Bunun yanı sıra şeker hastalığı olan şahıslar, kalp damar hastalığı olanlar, ergenlik periyodundaki şahıslar, gebelerde diş eti hastalıklarının görüldüğünü hatırlatan Dr. Öğr. Üyesi Yıldız, “Hem diyabet diş sıhhatini bozar, hem de diş hastalığı olan bireylerde diyabet süreci hızlanır. Mevcut diş eti hastalığı enfektif bir tablo olduğundan beden tertipli olarak bu enfeksiyona cevap oluşturduğundan şekerdeki süreci şiddetlendirmektedir. Kalbi besleyen damarların orta ve alt katmanlarında kalınlaşma görülür.

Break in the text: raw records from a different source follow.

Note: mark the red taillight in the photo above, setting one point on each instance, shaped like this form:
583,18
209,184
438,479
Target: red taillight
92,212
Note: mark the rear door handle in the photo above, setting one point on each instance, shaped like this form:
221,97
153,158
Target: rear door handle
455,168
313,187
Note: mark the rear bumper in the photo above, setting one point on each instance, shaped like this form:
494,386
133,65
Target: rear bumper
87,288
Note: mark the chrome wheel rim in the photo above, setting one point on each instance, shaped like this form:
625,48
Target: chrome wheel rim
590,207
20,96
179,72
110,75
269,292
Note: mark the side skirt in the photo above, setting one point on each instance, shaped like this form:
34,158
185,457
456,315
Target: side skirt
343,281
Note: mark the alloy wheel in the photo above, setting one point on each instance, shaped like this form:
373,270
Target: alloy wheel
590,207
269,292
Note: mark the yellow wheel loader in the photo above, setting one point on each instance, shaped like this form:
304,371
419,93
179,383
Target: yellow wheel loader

Bu da damar içerisindeki kan akışının azalmasına neden olur. Bu durumda damar tıkanıklığına yol açabilir” tabirlerini kullandı.
“SİGARA HASTALIĞIN BELİRTİLERİNİ GÖLGELİYOR”
Diş eti hastalığına sahip bireylerin temel olarak diş etlerinde kanama şikayetiyle tabibe başvurduğunu anlatan Dr. Öğr. Üyesi Mehmet Selim Yıldız, “Ancak diş etinde kanama olmadan bilhassa sigara içen bireylerde kanama tesiri görülmeden hastalık ortaya çıkabilmektedir. Zira sigara bu tabloyu gölgeler. Biz bu nedenle 6 ayda bir rutin diş eti muayenelerini öneriyoruz. En değerli belirtisi diş etindeki kanama, renk değişimi, diş etlerindeki şişliklerdir. Birtakım hastalarda şişliklere ağrı da eşlik edebiliyor. Hastalar bu durumlarda bize geliyorlar. Fakat bu durumu kesin teşhis ile ortaya koymamız ve var olan hastalığı durdurmamız gerekir” tabirlerini kullandı.
Diş eti tedavisinde öncelikle diş taşlarının temizlendiğini anlatan Yıldız, “Daha sonra elimizdeki mekanik aletlerle kök yüzeyi, diş eti dokusunda meyyit dokuları temizleyerek tedaviye devam ediyoruz. Bilhassa sigara içen bireylerde bedenin karşılığı yavaşladığından bölgedeki kan akışını sigara bozduğundan kanamayı azaltıyor. Sigara içmeyen bireye kıyasla sigara içenlerde hastalık tablosu daha geç ortaya çıkıyor ya da birçok vakit kendisini saklıyor. Gebelerin ya da ergenlerin fırçalama esnasında diş eti kanaması ile müsabakası mümkün. Tavsiyemiz bu periyotta ağız bakımlarını ertelememeleri istikametinde. Bunu daha da sıklaştırmalarını öneriyoruz” ihtarında bulundu.